Dona Wanda saiu da porta dos fundos da loja com um envelope na mão e, cantarolando com sua voz estridente, interrompeu os pensamentos de Susana.

- Sussu! Toma, amadinha. Você mereceu.

Susana tinha até esquecido do pagamento. Abriu o envelope para contar o dinheiro antes de assinar o recibo, mas tomou um susto ao ver as notas.

- Dona Wanda, aqui não tem nem metade do valor que nós combinamos...

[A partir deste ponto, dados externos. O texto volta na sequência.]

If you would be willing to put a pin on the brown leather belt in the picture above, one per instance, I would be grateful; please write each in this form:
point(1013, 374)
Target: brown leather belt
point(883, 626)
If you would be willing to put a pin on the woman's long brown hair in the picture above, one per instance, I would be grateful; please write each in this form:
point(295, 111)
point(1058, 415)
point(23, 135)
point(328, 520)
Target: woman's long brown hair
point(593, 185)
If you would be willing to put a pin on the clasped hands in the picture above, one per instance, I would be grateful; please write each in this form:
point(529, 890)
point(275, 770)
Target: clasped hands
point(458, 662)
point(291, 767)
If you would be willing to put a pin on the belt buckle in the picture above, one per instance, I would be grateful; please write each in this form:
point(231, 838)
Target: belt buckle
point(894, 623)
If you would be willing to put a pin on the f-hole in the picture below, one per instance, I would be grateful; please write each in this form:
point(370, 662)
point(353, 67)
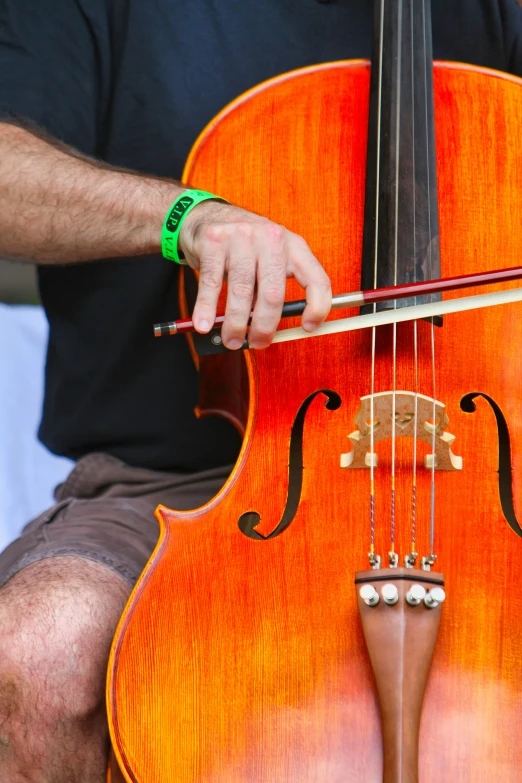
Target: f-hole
point(505, 471)
point(248, 521)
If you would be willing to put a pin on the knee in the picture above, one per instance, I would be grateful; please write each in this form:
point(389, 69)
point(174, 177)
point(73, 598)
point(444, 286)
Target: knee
point(55, 641)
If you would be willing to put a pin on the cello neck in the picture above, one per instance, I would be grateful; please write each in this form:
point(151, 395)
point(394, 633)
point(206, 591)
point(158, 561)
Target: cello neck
point(401, 214)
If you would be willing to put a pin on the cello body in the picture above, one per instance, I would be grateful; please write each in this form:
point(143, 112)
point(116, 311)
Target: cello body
point(240, 657)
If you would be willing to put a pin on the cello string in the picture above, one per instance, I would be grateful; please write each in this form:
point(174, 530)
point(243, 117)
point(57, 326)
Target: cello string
point(433, 373)
point(375, 265)
point(395, 266)
point(415, 414)
point(415, 335)
point(434, 414)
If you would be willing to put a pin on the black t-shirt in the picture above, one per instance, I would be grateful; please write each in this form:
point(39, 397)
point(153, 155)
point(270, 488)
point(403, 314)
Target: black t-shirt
point(134, 82)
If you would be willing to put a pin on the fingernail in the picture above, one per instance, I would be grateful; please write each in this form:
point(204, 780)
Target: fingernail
point(234, 343)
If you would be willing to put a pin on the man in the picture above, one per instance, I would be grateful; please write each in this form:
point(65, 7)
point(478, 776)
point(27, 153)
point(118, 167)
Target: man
point(101, 101)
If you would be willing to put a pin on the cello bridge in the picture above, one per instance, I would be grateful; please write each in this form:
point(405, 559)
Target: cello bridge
point(429, 419)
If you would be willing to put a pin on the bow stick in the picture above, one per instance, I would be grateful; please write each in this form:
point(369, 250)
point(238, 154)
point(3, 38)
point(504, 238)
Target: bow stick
point(358, 298)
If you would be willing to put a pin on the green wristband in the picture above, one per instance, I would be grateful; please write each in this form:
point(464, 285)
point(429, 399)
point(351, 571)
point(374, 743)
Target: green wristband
point(174, 220)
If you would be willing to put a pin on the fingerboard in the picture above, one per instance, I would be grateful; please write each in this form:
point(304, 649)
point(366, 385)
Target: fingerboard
point(401, 226)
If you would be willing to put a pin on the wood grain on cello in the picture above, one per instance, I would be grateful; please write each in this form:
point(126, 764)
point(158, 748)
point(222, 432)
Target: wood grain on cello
point(241, 656)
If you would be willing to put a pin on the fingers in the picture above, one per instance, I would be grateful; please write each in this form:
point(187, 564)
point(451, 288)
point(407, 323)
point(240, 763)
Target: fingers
point(256, 256)
point(211, 273)
point(312, 277)
point(241, 279)
point(271, 286)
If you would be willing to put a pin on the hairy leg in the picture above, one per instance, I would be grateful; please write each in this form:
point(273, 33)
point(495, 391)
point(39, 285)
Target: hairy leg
point(57, 621)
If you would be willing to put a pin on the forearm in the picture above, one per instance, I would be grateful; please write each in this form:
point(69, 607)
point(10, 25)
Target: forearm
point(57, 207)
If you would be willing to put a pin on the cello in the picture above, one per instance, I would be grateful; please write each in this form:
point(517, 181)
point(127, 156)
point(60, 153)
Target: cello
point(345, 609)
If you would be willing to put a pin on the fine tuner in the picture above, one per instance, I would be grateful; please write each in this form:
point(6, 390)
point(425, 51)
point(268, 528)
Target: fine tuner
point(416, 595)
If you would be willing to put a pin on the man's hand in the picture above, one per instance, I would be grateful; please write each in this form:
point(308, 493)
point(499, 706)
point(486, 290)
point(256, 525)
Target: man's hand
point(255, 256)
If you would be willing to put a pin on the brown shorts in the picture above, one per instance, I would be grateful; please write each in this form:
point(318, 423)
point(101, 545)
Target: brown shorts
point(105, 512)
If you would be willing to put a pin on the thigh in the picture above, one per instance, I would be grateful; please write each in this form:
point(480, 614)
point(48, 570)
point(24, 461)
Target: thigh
point(105, 514)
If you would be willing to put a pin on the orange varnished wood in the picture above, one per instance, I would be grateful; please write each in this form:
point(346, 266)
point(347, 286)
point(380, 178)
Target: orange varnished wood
point(243, 661)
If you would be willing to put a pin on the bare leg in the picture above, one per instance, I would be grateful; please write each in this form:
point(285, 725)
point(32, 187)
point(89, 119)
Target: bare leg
point(57, 621)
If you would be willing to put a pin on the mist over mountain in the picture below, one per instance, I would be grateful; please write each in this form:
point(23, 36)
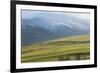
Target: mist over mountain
point(42, 26)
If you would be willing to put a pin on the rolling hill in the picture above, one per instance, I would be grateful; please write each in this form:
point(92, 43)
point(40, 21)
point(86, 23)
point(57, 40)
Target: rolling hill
point(44, 25)
point(75, 47)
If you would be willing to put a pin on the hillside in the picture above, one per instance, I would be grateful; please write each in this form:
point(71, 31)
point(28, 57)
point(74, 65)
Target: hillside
point(66, 48)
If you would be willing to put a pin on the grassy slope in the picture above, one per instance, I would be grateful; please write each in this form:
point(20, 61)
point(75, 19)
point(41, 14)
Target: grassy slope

- Eu sei, filha, espero que você saiba, né? Você está em treinamento, não ganha o salário todo ainda. — dona Wanda disse, com um sorrisinho no rosto — Agora pode ir lá fazer suas comprinhas que eu fecho a loja. Corre corre, senão o mercado fecha.

Susana engoliu o ódio e foi pros fundos tirar o uniforme. Enquanto caminhava pra casa, pensou em tudo que ouviu naquele dia. Quando chegou, viu Cristiane assistindo TV no sofá e se jogou ao lado dela

- Eu vou

- O quê? - Cristiane parecia confusa

- Se você me cobrir na sorveteria nos dias de gravação, ok, eu volto pro High Note Show. 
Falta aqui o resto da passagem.